The fifth parasite: Malaysia studies new malarial strain

  • Health
  • Sunday, 06 Apr 2014

Shelf of curiosities: Dr Reuben Sharma with part of UPM's national parasite reference collection. Jars of parasites dating back to the 1970s are stored at the building's parasitology lab. Current research focuses on Plasmodium knowlesi, a type of simian malaria shown to be an emerging zoonotic disease.

A deadly malarial strain has made the leap from monkeys to humans, and Malaysia is at the forefront of the research.

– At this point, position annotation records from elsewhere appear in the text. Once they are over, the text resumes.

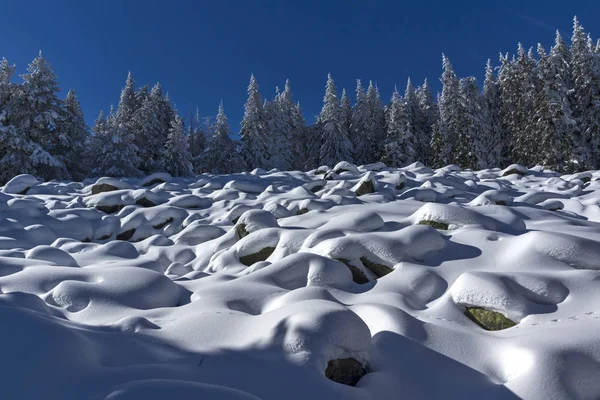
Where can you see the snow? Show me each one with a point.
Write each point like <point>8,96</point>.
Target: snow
<point>171,311</point>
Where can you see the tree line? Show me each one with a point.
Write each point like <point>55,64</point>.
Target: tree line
<point>535,107</point>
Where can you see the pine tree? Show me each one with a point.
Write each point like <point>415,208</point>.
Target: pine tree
<point>476,138</point>
<point>221,156</point>
<point>428,114</point>
<point>177,158</point>
<point>360,126</point>
<point>585,99</point>
<point>451,121</point>
<point>253,129</point>
<point>552,115</point>
<point>37,114</point>
<point>376,132</point>
<point>491,144</point>
<point>73,134</point>
<point>336,145</point>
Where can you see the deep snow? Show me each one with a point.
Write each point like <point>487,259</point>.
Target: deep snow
<point>173,311</point>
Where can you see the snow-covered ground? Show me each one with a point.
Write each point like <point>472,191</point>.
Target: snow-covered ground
<point>230,287</point>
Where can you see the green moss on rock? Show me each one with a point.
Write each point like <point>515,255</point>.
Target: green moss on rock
<point>434,224</point>
<point>346,371</point>
<point>378,269</point>
<point>357,275</point>
<point>241,230</point>
<point>488,320</point>
<point>365,188</point>
<point>261,255</point>
<point>126,235</point>
<point>513,171</point>
<point>103,187</point>
<point>163,224</point>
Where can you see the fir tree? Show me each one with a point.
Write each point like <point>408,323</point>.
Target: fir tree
<point>360,126</point>
<point>220,156</point>
<point>336,145</point>
<point>253,129</point>
<point>177,158</point>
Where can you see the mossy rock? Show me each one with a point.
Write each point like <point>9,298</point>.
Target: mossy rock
<point>434,224</point>
<point>154,182</point>
<point>126,235</point>
<point>24,191</point>
<point>378,269</point>
<point>163,224</point>
<point>365,188</point>
<point>241,230</point>
<point>261,255</point>
<point>357,275</point>
<point>103,187</point>
<point>346,371</point>
<point>144,202</point>
<point>488,320</point>
<point>109,209</point>
<point>513,171</point>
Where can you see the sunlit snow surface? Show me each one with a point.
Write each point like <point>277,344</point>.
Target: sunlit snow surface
<point>171,312</point>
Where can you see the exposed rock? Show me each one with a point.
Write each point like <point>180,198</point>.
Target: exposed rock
<point>126,235</point>
<point>163,224</point>
<point>488,320</point>
<point>261,255</point>
<point>241,230</point>
<point>154,182</point>
<point>103,187</point>
<point>357,275</point>
<point>378,269</point>
<point>109,209</point>
<point>434,224</point>
<point>144,202</point>
<point>346,371</point>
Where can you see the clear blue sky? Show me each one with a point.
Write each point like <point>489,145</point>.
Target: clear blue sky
<point>204,51</point>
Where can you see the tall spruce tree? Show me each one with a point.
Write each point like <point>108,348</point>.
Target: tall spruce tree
<point>253,129</point>
<point>336,145</point>
<point>177,158</point>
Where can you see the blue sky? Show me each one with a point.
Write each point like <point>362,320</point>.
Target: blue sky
<point>203,51</point>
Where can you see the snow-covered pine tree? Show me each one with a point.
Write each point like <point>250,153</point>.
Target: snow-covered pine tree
<point>253,131</point>
<point>301,140</point>
<point>38,113</point>
<point>197,136</point>
<point>148,125</point>
<point>414,151</point>
<point>428,114</point>
<point>220,156</point>
<point>476,136</point>
<point>552,115</point>
<point>399,147</point>
<point>119,156</point>
<point>491,144</point>
<point>73,133</point>
<point>177,158</point>
<point>360,126</point>
<point>585,99</point>
<point>280,116</point>
<point>15,148</point>
<point>451,121</point>
<point>376,133</point>
<point>336,145</point>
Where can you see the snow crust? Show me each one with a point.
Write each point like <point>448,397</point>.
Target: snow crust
<point>144,290</point>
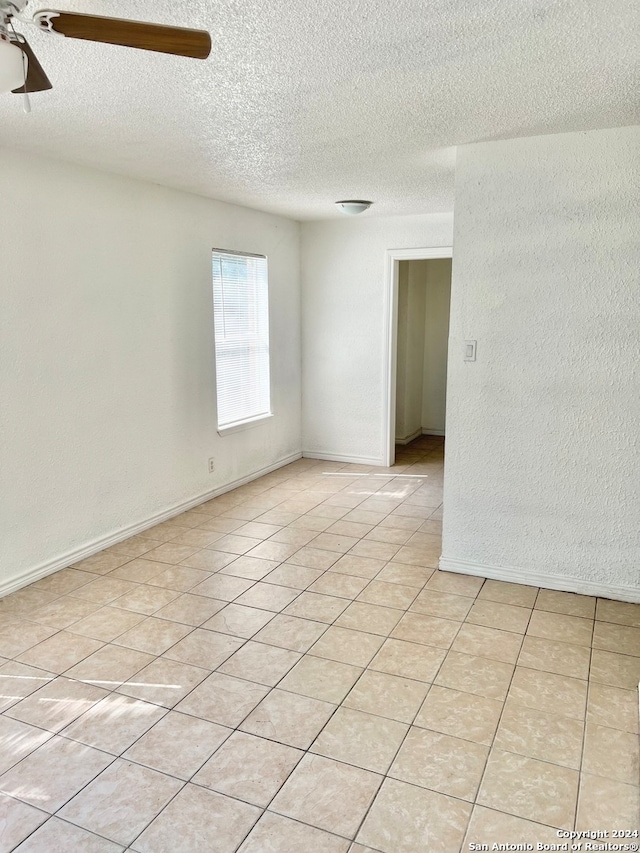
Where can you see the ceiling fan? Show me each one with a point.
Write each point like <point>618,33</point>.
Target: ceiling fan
<point>20,71</point>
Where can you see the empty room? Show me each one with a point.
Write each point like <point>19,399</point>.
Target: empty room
<point>319,457</point>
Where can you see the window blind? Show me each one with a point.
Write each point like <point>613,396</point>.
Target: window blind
<point>241,327</point>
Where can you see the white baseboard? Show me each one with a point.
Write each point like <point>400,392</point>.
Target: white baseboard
<point>564,583</point>
<point>99,544</point>
<point>340,457</point>
<point>409,438</point>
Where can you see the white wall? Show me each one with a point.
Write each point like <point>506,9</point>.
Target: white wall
<point>542,471</point>
<point>343,264</point>
<point>109,411</point>
<point>412,298</point>
<point>436,344</point>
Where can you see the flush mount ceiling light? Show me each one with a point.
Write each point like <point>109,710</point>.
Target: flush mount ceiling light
<point>353,206</point>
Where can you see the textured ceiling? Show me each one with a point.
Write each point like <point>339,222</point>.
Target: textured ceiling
<point>301,104</point>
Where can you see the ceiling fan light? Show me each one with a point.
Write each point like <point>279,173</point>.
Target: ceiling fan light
<point>353,206</point>
<point>12,66</point>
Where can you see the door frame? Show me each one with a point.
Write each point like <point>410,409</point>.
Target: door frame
<point>390,346</point>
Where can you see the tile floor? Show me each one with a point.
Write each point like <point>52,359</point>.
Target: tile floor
<point>283,669</point>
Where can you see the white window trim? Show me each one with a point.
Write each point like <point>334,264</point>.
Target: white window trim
<point>240,426</point>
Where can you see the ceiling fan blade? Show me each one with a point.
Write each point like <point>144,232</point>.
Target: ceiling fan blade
<point>176,40</point>
<point>37,80</point>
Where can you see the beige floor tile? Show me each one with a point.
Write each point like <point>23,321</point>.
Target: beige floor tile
<point>408,660</point>
<point>347,646</point>
<point>121,801</point>
<point>58,836</point>
<point>320,608</point>
<point>222,699</point>
<point>568,603</point>
<point>290,632</point>
<point>277,834</point>
<point>153,635</point>
<point>260,663</point>
<point>506,617</point>
<point>494,827</point>
<point>408,819</point>
<point>359,567</point>
<point>529,788</point>
<point>617,638</point>
<point>17,821</point>
<point>178,745</point>
<point>339,585</point>
<point>361,739</point>
<point>550,656</point>
<point>430,630</point>
<point>106,624</point>
<point>441,763</point>
<point>53,773</point>
<point>239,621</point>
<point>249,768</point>
<point>190,609</point>
<point>114,723</point>
<point>60,651</point>
<point>267,596</point>
<point>414,576</point>
<point>537,734</point>
<point>508,593</point>
<point>606,803</point>
<point>375,550</point>
<point>611,753</point>
<point>546,691</point>
<point>295,577</point>
<point>471,674</point>
<point>163,682</point>
<point>288,718</point>
<point>611,706</point>
<point>146,599</point>
<point>17,637</point>
<point>321,679</point>
<point>442,604</point>
<point>388,594</point>
<point>327,794</point>
<point>615,670</point>
<point>110,666</point>
<point>455,583</point>
<point>17,680</point>
<point>561,628</point>
<point>204,648</point>
<point>250,568</point>
<point>620,612</point>
<point>314,558</point>
<point>55,705</point>
<point>196,817</point>
<point>464,715</point>
<point>18,740</point>
<point>488,643</point>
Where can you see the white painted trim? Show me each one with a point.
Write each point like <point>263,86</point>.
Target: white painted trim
<point>565,583</point>
<point>409,438</point>
<point>91,548</point>
<point>390,342</point>
<point>340,457</point>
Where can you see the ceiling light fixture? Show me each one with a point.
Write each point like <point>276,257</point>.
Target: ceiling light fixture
<point>353,206</point>
<point>12,65</point>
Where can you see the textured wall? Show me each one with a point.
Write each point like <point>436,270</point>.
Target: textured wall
<point>108,391</point>
<point>343,276</point>
<point>543,463</point>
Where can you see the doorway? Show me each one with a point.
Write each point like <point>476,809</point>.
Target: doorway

A SHELVING unit running across the length of a wall draws curious stares to its collection of bottled curiosities: a pickled cow hoof, floating specimens of parasitic helminths, tangles of worm-like ascaris, muscle tissue dotted with sarcocystis, and at the far right corner, a collection of Anopheles mosquitoes suspended in a clear viscous substance.

“We’re trying to set up a national parasite reference collection,” explains Dr Reuben Sharma. Not many people visit this parasitology lab, headed by Dr Sharma and tucked away in a remote corner of Universiti Putra Malaysia’s (UPM) Faculty of Veterinary Medicine in Serdang, Selangor. But the work being done here is of national importance.

In some ways, UPM is the new kid on the block, having recently joined other research institutions in the country working on a deadly, emerging malaria parasite – Plasmodium knowlesi.

Caused by microscopic single-celled organisms known as plasmodia, it’s not as bad as it sounds. A malarial infection of this kind is only deadly if not treated, and malaria drugs are widely available.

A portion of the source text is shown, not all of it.